Hóstias tibi, Dómine, beatórum Martyrum tuórum Gordiáni et Epimáchi dicátas méritis, benígnus assúme: et ad perpétuum nobis tríbue proveníre subsídium. Per Dominum nostrum Iesum Christum, Filium tuum: qui tecum vivit et regnat in unitate Spiritus Sancti Deus, per omnia saecula saeculorum. Amen.

Accetta, O Signore, per la tua bontà queste offerte, che ti presentiamo in onore dei meriti dei beati martiri Gordiano ed Epimaco; e fa' che esse ci meritino una continua protezione. Per il nostro Signore Gesù Cristo, tuo Figlio, che è Dio, e vive e regna con te, in unità con lo Spirito Santo, per tutti i secoli dei secoli. Amen.

COMMUNIO
Luc 12:42.
Fidélis servus et prudens, quem constítuit dóminus super famíliam suam: ut det illis in témpore trítici mensúram. Allelúia.

Fedele e saggio è il servitore che il Signore ha preposto alla sua casa: perché al tempo conveniente dia il cibo che spetta a ciascuno. Alleluia.

POSTCOMMUNIO
Orémus.
Præsta, quaesumus, omnípotens Deus: ut, de percéptis munéribus grátias exhibéntes, intercedénte beáto Antoníno Confessóre tuo atque Pontífice, benefícia potióra sumámus. Per Dominum nostrum Iesum Christum, Filium tuum: qui tecum vivit et regnat in unitate Spiritus Sancti Deus, per omnia saecula saeculorum. Amen.

Preghiamo.
O Dio onnipotente, concedici, te ne preghiamo, che, mentre ti ringraziamo dei doni ricevuti, per intercessione del beato Antonino confessore tuo e vescovo, ne riceviamo dei maggiori.

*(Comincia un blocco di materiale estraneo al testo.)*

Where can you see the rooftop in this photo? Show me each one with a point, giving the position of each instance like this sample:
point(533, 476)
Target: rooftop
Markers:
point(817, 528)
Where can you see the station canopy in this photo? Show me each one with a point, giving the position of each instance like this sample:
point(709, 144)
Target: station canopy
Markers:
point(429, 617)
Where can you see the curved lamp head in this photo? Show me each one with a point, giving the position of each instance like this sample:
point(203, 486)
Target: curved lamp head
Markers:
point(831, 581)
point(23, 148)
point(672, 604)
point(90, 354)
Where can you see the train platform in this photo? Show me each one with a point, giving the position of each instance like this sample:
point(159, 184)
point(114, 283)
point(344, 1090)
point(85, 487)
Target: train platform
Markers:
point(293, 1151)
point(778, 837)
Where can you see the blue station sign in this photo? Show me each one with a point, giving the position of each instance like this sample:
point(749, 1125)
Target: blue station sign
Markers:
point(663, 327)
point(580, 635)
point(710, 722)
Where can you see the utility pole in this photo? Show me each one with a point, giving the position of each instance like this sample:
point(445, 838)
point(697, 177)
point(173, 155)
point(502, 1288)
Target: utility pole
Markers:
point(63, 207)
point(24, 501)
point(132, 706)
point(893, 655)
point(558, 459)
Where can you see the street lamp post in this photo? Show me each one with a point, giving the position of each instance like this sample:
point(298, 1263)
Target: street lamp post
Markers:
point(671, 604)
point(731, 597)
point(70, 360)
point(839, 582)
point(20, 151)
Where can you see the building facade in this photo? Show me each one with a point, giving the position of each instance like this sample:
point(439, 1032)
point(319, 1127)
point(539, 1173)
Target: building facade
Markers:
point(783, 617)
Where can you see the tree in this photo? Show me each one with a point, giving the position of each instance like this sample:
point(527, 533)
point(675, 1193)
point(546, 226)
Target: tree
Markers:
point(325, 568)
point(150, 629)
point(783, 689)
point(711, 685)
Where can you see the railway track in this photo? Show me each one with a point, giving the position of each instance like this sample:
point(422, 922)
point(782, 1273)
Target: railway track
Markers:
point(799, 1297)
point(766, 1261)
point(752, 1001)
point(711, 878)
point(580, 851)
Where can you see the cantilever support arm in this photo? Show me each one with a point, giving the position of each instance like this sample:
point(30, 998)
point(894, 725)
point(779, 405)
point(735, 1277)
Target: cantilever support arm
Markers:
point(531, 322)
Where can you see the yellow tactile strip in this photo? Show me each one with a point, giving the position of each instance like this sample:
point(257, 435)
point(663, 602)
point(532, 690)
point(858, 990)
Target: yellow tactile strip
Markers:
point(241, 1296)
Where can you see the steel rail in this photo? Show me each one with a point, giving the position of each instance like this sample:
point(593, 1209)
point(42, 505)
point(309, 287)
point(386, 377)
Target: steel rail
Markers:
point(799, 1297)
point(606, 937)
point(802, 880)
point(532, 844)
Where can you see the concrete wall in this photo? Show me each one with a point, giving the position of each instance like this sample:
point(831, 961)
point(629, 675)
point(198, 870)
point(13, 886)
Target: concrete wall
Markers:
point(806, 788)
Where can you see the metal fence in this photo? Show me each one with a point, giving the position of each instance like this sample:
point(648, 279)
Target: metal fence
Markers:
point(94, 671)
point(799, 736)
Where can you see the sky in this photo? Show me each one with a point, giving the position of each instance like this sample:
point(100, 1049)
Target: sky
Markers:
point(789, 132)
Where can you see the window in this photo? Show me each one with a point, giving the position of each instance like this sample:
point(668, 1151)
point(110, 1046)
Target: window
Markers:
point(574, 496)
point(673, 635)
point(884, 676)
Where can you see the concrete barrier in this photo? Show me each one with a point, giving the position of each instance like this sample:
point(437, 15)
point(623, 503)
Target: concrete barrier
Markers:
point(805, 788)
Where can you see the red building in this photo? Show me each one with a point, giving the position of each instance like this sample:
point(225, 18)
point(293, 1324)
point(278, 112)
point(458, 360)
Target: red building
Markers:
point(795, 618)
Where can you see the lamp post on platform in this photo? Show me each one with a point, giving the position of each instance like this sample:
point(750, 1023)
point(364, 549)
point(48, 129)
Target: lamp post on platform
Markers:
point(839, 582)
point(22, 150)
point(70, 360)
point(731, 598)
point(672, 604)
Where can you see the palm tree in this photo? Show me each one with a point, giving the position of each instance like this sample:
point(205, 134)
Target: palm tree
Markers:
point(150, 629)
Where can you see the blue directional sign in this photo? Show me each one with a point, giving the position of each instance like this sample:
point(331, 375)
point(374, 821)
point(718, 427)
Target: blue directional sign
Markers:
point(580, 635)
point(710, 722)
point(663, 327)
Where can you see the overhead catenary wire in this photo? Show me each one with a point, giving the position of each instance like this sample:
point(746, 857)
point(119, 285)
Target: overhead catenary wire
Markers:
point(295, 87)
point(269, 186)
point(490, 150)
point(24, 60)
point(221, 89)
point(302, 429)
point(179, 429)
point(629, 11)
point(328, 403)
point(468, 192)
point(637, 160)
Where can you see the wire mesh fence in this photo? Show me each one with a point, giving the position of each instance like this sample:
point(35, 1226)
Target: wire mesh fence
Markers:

Per il nostro Signore Gesù Cristo, tuo Figlio, che è Dio, e vive e regna con te, in unità con lo Spirito Santo, per tutti i secoli dei secoli. Amen.

Orémus.
Pro Ss. Gordiano et Epimacho.
Quaesumus, omnípotens Deus: ut, qui coeléstia aliménta percépimus, intercedéntibus sanctis Martýribus tuis Gordiáno et Epímacho, per hæc contra ómnia advérsa muniámur. Per Dominum nostrum Iesum Christum, Filium tuum: qui tecum vivit et regnat in unitate Spiritus Sancti Deus, per omnia saecula saeculorum. Amen.

Preghiamo.
Ti supplichiamo, Dio onnipotente, che per mezzo di questi celesti nutrimenti e per l'intercessione dei tuoi santi martiri Gordiano ed Epimaco, siamo irrobustiti contro ogni avversità. Per il nostro Signore Gesù Cristo, tuo Figlio, che è Dio, e vive e regna con te, in unità con lo Spirito Santo, per tutti i secoli dei secoli. Amen.